I have a few additional applications installed that are not listed, mostly to enable connectivity to corporate networks. I doubt those would be of any use to anyone that doesn’t have to connect to the same infrastructure I interface with.

book review: a factory of one

applying lean principles to banish waste and improve your personal performance

– Daniel Markovitz –

A-Factory-of-One-Daniel-MarkovitzA short book that can be consumed in one sitting, “a factory of one” is a pragmatic presentation of key principles of lean philosophy to our everyday life.

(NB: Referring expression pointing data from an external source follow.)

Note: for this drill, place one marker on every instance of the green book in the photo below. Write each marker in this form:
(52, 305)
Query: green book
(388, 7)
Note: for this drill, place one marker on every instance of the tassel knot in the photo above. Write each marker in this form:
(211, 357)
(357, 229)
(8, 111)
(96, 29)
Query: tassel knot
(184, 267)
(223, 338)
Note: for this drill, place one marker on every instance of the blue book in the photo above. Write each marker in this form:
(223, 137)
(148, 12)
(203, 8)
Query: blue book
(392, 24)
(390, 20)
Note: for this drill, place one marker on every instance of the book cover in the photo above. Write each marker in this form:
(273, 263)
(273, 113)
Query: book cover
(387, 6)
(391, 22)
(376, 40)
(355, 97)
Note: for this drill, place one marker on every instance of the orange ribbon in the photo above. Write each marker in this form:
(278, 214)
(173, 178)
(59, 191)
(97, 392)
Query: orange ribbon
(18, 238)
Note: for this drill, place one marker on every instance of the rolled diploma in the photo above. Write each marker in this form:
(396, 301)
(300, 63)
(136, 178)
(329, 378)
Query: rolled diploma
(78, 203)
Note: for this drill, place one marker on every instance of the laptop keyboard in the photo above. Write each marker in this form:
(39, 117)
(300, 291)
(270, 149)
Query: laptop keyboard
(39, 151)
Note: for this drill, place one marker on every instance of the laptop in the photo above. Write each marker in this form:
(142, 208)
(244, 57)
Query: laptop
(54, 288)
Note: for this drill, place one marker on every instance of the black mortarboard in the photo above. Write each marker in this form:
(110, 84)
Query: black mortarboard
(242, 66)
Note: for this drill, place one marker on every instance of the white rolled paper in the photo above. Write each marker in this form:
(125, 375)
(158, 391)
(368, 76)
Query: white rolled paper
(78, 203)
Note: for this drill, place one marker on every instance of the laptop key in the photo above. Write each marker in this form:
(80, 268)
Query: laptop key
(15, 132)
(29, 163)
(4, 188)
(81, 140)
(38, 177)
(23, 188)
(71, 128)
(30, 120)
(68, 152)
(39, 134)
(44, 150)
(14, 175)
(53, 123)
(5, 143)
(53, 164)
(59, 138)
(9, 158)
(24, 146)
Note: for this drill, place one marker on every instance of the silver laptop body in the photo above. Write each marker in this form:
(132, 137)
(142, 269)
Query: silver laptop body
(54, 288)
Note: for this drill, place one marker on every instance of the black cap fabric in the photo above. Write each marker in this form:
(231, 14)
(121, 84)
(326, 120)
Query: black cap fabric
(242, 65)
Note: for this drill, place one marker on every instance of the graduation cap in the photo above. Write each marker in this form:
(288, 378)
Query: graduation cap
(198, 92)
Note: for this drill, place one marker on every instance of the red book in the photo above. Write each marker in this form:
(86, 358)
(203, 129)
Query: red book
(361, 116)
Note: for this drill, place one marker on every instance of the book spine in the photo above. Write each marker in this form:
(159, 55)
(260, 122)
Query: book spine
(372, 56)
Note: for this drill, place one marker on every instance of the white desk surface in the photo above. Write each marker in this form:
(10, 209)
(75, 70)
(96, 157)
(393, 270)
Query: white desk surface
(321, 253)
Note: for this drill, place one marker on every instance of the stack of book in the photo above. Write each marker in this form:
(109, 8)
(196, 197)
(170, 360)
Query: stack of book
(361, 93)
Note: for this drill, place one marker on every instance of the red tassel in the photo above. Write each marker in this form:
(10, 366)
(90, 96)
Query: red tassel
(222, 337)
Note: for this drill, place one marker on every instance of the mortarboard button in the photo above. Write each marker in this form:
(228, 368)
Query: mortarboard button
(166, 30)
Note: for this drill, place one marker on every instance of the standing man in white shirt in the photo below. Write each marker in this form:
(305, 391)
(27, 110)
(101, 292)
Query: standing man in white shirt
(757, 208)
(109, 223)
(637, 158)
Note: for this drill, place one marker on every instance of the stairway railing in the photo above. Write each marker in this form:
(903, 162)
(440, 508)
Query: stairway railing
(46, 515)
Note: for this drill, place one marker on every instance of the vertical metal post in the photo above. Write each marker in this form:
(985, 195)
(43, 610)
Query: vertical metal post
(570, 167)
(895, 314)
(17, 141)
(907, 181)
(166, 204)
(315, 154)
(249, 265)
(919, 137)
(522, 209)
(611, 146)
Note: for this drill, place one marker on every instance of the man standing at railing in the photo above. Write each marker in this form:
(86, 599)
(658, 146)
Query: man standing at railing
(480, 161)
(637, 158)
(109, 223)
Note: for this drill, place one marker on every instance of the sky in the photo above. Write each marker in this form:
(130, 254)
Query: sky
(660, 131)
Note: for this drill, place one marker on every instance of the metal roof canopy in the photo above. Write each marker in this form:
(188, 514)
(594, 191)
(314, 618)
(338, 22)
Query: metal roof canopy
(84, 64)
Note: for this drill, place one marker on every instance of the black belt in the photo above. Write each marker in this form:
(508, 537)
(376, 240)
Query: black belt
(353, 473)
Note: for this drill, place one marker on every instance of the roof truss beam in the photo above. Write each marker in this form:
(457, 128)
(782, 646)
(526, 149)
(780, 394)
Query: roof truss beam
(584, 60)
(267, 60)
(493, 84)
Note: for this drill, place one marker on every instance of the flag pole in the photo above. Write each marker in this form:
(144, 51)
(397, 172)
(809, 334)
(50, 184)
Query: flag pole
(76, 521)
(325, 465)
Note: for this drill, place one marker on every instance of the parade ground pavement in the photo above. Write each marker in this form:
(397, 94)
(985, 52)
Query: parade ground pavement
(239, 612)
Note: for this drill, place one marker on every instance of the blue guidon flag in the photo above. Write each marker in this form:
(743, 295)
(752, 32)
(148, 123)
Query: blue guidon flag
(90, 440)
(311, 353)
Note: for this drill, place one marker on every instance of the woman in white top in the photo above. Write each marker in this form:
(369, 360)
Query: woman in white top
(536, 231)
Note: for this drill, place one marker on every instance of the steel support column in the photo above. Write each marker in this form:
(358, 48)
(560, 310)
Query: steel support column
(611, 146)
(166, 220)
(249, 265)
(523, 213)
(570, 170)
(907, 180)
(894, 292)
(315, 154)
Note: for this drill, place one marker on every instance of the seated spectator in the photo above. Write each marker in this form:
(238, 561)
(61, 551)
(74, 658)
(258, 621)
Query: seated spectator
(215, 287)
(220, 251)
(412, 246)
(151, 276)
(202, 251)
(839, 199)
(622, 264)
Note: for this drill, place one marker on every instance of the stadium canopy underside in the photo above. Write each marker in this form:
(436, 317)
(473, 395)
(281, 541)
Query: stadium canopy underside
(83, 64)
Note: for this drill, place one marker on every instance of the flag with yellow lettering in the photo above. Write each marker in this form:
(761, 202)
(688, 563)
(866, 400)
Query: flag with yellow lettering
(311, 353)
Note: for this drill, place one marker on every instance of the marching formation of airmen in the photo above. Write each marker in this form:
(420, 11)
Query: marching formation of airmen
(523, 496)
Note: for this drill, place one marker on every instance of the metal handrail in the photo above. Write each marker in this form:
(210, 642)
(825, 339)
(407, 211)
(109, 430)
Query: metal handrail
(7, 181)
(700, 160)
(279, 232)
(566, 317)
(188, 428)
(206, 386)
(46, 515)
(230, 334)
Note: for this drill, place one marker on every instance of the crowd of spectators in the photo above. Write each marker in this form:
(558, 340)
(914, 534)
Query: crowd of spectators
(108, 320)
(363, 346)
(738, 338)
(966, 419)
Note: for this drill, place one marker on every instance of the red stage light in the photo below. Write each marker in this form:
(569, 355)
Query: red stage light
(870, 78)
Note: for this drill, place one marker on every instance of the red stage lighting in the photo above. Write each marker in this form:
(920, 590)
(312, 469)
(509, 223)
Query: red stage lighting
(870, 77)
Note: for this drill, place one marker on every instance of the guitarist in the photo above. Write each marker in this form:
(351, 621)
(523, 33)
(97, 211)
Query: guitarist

Chapters are all equally structured, offering a “next steps” section with simple exercises applicable to daily activities, and a “notes” section with additional references.

Chapter 1: “what is your job” explores the concepts of value added and non value added activities, waste and gemba. It offers the value map and the time-tracking log as the key tools.

Chapter 2: “spotting value, spotting waste” centers on 5S, an organizational and visual management system used as the basis for spotting waste and visualize flow. This system is typical of manufacturing workspaces, but the book presents a useful translation to office and information-based environments.

Chapter 3: “flow” delves on the different types of waste, the 4D’s of work processing (do, delegate, designate, discard) and the application of the concept of flow in creative work.

Chapter 4: “visual management” continues where chapter 2 left off and introduces Kanban as a work management system.

Chapter 5: “from bad to good and from good to great” is about continuous improvement (kaizen). It explains standard work and the PDCA (plan-do-check-act) cycle as its basis, and the 5-whys and A3 thinking as problem solving tools.

A factory of one is a must read for anyone wishing to learn the basic principles of Lean Thinking in a way that is concise, simple to understand and actionable.